KANUNEN EMRE YAZILI SENETLERİN ZIYAİ VE İPTALİ
- Tarık Altıntaş
- 21 Eyl 2024
- 8 dakikada okunur
Emre yazılı senet kavramı TTK’nın 824.maddesinde:
‘’Emre yazılı olan veya kanunen böyle sayılan kıymetli evrak emre yazılı senetlerdendir.’’

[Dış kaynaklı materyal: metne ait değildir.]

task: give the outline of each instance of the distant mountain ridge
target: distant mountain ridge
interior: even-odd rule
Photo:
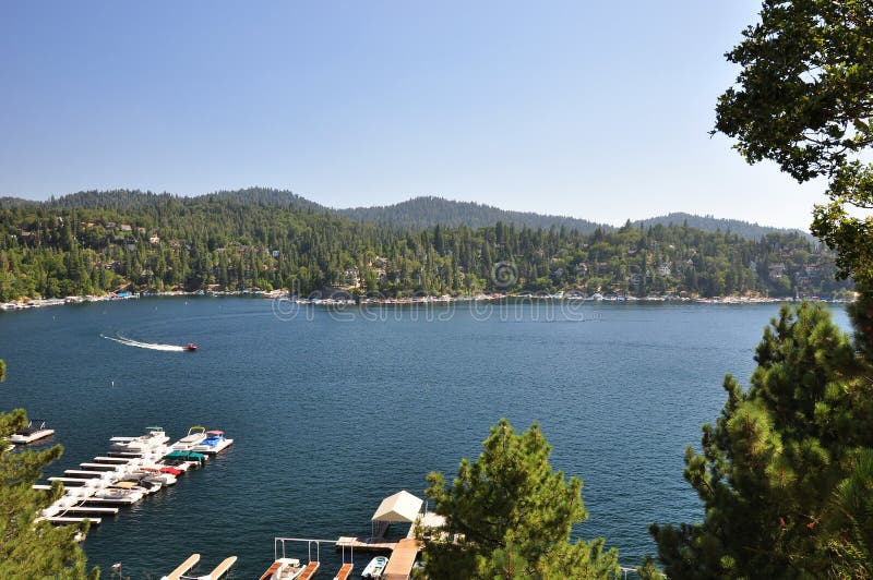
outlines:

Şeklinde tanımlanmıştır. Buna göre bir senedin emre yazılı olarak kabul edilebilmesi için senet metninde emre düzenlendiği açıkça yazmalı yahut kanunen emre yazılı senetlerden olmalıdır. Kanunen emre yazılı senetler, “emrine” ibaresi içermeseler dahi emre yazılı kabul edilen senetlerdir. Kanunen emre yazılı senetlere örnek olarak kambiyo senetleri (poliçe, bono, çek) verilebilir. Ticaret Kanunu'nda kambiyo senetleri olarak adlandırılan belgeler, özel bir türdür ve basit senetlerden farklıdır. Bu senetler, özel kurallara tabidir ve genellikle altı imzalıdır. Kambiyo senetleri, para alacağını temsil eden belgelerdir ve kıymetli evrak niteliğine sahiptirler. Ticaret Kanunu, kambiyo senetlerini sırasıyla bono, çek ve poliçe olarak ele almıştır. Kambiyo senetlerinin tanımı yapılmamakla birlikte, zorunlu şekil şartları ve ortak özellikleri belirtilmiştir.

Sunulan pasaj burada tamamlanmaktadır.